El cronopio, al menos el mío, nacía de las entrañas de Cortázar, y sólo vivía para ser otro de la especie, diferente a las famas y las esperanzas. En realidad no le agradaba ningún enfoque en particular, y tampoco los alter-egos de ello; pero puestos a que esta sociedad le encanta lo extravagante -y a mí, también, confesaba Hilario, mi representante, por eso, moría porque se publicaran mis escritos- aunque no se atreva a aceptar las diferencias abiertamente, es de saber que las busca irremediablemente.
Marco, mi cronopio, Intentó hacer lo mejor que pudo. Aunque no era su propósito, hoy; tampoco, mañana, era parte de su tabla de valoraciones.
Respira profundo.
Seguramente, los cronopios son bien conocidos por todos, sabidos, reconocidos más de lo que se piensa; ya que no forman parte del clan: Monkey see, monkey do" y sin embargo, no por ello menos usado el guante de boxeo en las diferencias.

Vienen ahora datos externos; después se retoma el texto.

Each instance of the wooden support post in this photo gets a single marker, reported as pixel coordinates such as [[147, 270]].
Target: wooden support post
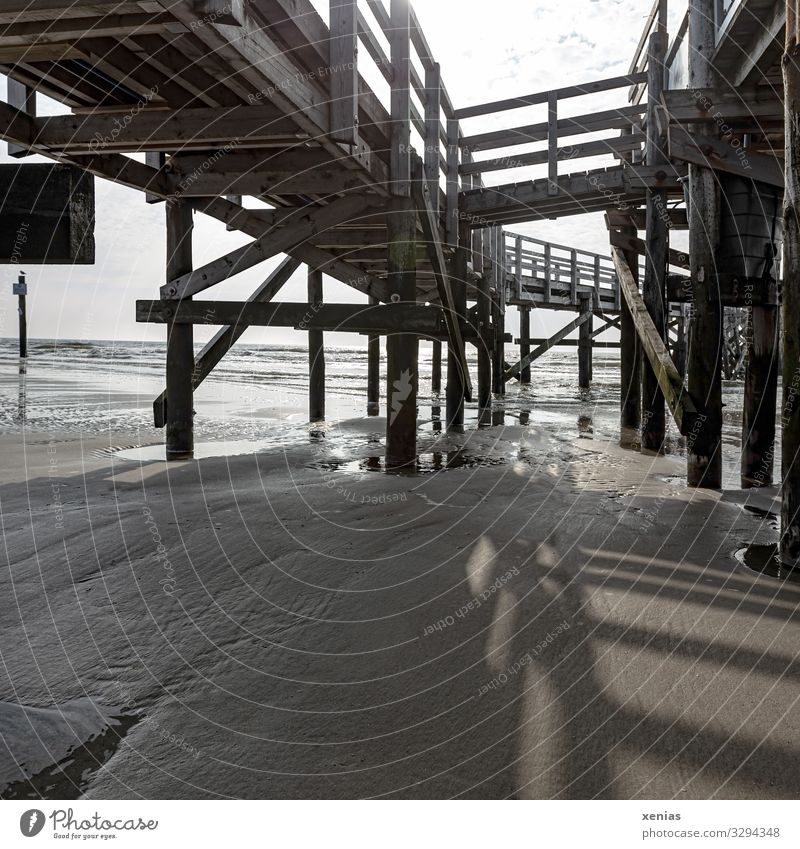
[[454, 413], [585, 344], [704, 372], [525, 343], [226, 337], [681, 342], [498, 311], [790, 470], [21, 288], [654, 418], [373, 371], [180, 339], [344, 71], [552, 143], [154, 159], [548, 276], [436, 367], [630, 361], [433, 95], [485, 347], [316, 353], [23, 98], [402, 349], [760, 398]]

Respira profundo. De nuevo; tú, Marco. Hilario. Los demás.
Probablemente, al final de mi suposición esté en lo correcto una vez más, pues es casi seguro que este cronopio no les haya dicho nada nuevo, aunque aparentara ser así. Aunque, quisiera ser así. Lo intentó, de veras. Como decía antes, lo mejor que se pudo.
Al final, tendría que conformarme con lo habitual del régimen mundano: que todos y todo éramos iguales o somos lo mismo sin serlo, verdaderamente. Ese había sido mi intento de hoy, uno que finalizaba con la luz del sol acostada sobre el Ávila; un intento verde, húmedo y cortaziano, con la creencia maltrecha -algo-, pero galopante, de haber podido ser algo diferente. Y serlo, aunque sólo fuera para mi entrevista con el tiempo indetenible.